This Greater Noida village mourns on Dussehra, Diwali and celebrates Ravana as tragic hero!

This Greater Noida village mourns on Dussehra, Diwali and celebrates Ravana as tragic hero!
Pic Courtesy: Thinkstock image used for representational purpose only

Mythology has varied interpretations and tends to tell a lot about one's rich culture and heritage. Our land is blessed with several mythological tales and folklores weaving the traditional threads together and forming a solid base in shaping our religion. And what better than talking about Lord Rama and Ravana as the festival of Dussehra is here.

While we all know this by heart that Dussehra is celebrated as the victory of good over evil and how Ravana was killed by the virtuous Rama, in some parts of the world the former is hailed and considered supreme.

Yes, it might come as a surprise to many but even in India, there are places where Ravana is hailed as the tragic hero and revered.
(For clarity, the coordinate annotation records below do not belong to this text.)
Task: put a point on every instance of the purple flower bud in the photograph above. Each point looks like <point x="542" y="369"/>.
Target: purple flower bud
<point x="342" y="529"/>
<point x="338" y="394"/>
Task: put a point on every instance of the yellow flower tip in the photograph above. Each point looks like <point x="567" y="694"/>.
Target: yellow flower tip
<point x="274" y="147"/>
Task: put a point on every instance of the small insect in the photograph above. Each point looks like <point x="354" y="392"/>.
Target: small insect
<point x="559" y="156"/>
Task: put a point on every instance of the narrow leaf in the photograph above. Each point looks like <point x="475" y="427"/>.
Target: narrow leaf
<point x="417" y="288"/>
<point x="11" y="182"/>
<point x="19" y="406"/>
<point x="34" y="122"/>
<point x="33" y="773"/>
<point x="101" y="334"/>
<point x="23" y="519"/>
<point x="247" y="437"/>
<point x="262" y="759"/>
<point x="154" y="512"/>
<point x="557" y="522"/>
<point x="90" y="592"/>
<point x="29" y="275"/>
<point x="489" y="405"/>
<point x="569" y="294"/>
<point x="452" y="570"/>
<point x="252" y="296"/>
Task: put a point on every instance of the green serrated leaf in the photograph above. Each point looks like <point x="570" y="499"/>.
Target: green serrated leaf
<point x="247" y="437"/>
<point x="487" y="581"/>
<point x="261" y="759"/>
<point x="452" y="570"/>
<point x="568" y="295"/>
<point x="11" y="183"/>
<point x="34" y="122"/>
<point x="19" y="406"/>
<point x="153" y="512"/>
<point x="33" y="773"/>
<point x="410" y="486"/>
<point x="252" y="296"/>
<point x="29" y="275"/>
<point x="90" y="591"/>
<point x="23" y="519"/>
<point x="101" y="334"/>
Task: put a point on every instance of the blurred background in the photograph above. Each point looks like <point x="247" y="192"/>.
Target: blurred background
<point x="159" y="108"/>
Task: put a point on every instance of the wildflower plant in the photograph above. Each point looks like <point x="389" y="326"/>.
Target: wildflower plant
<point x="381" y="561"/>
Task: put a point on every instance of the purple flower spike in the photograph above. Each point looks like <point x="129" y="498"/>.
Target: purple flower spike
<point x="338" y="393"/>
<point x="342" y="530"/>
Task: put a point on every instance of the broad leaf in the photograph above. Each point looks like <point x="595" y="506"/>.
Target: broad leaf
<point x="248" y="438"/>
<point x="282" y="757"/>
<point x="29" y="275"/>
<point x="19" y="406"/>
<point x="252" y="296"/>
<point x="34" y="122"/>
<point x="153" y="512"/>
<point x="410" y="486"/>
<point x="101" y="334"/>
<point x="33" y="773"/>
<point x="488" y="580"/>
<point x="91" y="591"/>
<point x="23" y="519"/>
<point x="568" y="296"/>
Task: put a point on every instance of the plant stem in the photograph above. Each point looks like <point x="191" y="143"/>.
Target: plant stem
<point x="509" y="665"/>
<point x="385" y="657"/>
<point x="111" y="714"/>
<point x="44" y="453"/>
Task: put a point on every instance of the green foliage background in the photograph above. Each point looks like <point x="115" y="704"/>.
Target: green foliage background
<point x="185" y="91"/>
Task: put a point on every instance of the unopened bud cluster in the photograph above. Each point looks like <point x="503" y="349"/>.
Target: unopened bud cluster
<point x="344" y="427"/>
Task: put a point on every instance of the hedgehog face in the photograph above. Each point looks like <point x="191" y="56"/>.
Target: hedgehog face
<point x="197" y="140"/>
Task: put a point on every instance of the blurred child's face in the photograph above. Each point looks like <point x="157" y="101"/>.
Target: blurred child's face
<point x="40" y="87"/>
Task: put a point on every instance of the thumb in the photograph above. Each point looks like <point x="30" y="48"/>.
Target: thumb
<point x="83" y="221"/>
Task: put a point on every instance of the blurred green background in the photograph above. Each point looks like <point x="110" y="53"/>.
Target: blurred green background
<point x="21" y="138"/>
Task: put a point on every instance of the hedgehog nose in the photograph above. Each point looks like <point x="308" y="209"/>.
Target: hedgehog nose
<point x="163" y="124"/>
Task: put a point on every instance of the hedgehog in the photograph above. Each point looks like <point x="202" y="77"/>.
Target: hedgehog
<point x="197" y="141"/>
A village named Bisrakh in Greater Noida, Uttar Pradesh is one such place.

It is believed that Ravana was born here and later he went on rule the golden city—Sri Lanka. The people of Bisrakh idolise Ravana and mourn our country's two biggest festivals—Dussehra and Diwali as a mark to pay respects to the Maha Brahmin.

They mourn Ravana's death on these two festivals while the rest of the India burns the ten-headed Brahmin's effigy along with Meghnath (his son) and Kumbhkaran (his younger brother).

According to local legend, Ravana was born to Vishrava and Kaikesi. He was the grandson of Pulastya. It is believed that Bisrakh derived its name from Vishravas, Ravana's father, who worshipped Lord Shiva. He even spent his childhood in the village.

The legend has it that Vishravas once found a linga in the forest and established the Bisrakh Dhaam, also known as an abode of God.

Vishravas, a Brahmin was married to Kaikesi a rakshasa princess. Vishravas' elder son by the first wife was Kubera, better known as the god of wealth, who ruled Lanka until Ravana became the king.

Interestingly, as per local belief, fire sacrifices or call it yajnas as you may please, are held during the festival of Navratri, praying to Lord Shiva's linga form as a homage to Ravana.